According to the present invention described in detail above, the hydraulic clutch 3 has the meshing portion 61 formed on the piston 60, and the transmission shaft 3
The engaged portion 62 that engages with the engaging portion 61 when the piston 60 is pushed back to the 9 side by the return spring 63.
Therefore, when the engine E is stopped and the rear wheel parking brake mechanism 5 is operated, the hydraulic clutch 3 is engaged, and when the rear wheel is braked, not only the rear wheel but also the front wheel can be locked. By locking the front and rear wheels at the same time, even when a heavy work machine is mounted on the front part of the vehicle for slope parking, it is possible to park the vehicle more reliably than when locking only the rear wheels.

[Brief description of drawings]

FIG. 1 is an explanatory cross-sectional view of a main part showing an embodiment of the present invention.

FIG. 2 is an overall schematic diagram of a tractor mission.
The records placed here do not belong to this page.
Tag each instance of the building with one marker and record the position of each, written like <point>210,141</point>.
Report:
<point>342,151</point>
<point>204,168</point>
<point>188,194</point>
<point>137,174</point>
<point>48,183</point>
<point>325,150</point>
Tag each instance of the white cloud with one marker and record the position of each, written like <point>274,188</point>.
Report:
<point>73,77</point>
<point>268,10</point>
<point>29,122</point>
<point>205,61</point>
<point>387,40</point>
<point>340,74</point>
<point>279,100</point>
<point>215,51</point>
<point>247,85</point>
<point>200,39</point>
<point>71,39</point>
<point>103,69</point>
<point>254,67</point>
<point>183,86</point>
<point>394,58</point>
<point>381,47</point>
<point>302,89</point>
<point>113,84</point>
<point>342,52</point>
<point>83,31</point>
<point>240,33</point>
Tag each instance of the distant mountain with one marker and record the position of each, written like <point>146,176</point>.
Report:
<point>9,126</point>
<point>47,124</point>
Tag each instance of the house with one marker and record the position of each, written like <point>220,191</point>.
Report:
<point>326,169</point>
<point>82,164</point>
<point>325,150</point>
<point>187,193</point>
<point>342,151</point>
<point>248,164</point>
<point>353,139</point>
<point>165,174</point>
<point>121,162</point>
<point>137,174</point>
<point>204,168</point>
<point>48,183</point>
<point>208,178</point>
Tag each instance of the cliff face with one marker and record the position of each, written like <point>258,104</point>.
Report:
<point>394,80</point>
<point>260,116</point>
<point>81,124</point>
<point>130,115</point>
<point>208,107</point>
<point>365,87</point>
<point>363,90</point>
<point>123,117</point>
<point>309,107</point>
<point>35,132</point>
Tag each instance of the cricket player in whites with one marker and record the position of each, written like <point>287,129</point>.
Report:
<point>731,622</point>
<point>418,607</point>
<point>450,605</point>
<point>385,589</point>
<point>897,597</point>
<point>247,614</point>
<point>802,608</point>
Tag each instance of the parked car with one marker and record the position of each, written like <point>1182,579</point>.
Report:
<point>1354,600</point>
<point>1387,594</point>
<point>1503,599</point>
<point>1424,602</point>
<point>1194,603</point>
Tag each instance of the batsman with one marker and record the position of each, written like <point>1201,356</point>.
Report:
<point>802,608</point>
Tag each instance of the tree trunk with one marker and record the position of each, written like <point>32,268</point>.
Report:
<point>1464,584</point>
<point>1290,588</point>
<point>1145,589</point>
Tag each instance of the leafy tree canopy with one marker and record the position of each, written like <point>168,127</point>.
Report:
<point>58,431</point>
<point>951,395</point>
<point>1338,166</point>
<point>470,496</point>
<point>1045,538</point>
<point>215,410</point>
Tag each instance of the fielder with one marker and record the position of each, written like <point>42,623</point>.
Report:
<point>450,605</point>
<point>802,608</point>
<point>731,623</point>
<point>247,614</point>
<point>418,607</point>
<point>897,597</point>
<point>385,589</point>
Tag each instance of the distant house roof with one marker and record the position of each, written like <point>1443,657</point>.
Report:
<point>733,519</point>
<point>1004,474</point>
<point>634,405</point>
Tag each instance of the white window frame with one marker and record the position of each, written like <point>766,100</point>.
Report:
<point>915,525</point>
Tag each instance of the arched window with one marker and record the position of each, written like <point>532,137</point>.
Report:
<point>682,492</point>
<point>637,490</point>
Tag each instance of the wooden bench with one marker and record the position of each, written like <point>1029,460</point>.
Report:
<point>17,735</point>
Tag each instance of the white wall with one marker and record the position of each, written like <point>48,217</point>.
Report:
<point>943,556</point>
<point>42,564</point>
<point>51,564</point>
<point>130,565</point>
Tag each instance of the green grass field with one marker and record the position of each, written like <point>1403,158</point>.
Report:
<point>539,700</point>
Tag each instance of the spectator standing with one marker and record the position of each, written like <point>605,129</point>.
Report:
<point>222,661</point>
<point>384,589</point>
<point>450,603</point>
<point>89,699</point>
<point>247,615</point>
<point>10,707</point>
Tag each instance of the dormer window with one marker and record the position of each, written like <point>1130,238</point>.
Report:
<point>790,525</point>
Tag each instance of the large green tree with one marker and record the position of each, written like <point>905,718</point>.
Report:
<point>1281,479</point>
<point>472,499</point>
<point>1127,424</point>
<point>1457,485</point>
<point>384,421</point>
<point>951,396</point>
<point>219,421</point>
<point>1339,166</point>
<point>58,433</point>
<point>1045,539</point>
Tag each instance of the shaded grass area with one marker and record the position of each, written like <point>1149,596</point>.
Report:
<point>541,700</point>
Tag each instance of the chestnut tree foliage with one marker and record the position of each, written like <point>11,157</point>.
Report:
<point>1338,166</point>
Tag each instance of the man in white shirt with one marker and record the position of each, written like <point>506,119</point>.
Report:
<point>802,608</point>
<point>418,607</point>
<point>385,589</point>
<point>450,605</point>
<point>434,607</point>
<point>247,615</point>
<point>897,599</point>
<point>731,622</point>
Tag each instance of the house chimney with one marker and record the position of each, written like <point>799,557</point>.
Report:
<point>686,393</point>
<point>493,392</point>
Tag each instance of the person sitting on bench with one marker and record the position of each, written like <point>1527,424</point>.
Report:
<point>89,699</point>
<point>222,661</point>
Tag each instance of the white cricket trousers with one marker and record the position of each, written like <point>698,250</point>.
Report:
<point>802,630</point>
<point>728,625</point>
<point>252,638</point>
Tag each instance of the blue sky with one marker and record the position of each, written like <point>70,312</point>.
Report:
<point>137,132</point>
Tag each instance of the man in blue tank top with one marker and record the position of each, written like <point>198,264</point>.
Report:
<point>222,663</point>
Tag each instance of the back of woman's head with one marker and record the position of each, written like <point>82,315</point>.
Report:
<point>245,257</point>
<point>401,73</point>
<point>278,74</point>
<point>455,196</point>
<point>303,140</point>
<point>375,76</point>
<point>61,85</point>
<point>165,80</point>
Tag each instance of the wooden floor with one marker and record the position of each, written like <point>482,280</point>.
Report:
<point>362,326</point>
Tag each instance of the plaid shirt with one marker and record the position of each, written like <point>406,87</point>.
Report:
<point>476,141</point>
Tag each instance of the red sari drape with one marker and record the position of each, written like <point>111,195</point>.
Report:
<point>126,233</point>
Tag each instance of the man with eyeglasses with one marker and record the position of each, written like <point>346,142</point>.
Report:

FIG. 3 is a cross-sectional view showing a conventional technique.

[Explanation of symbols]

 2 hydraulic clutch 3 hydraulic clutch 4 rotary shaft 5 rear wheel parking brake mechanism 27 front wheel drive / double speed switching mechanism 38 first transmission shaft 39 second transmission shaft 40 clutch body 48 oil chamber 53 electromagnetic switching valve 60 piston 61 meshing portion 62 engaged Part 63 Return spring

Claims (1)

[Claims] 1. A branch from a rear-wheel transmission system having a hydraulic clutch (2) so that power can be freely connected to and disconnected from a transmission shaft (39) which is always interlocked with a front wheel via the hydraulic clutch (3). A rear wheel parking brake mechanism (5) is formed on a rotating shaft (4) that forms a front wheel transmission system for transmission and is always interlocked with the rear wheel.
And the hydraulic clutch (3) is provided with an oil chamber (48).
In a parking brake device for a traveling vehicle, in which the piston (60) can be pushed against the return spring (63) by supplying pressure oil to the hydraulic brake (3), the hydraulic clutch (3) is engaged with the piston (60) at a meshing portion ( 61) is formed, and the piston (6) is formed on the transmission shaft (39) side.
0) is pushed back by the return spring (63) to form a meshed portion (62) that meshes with the meshing portion (61).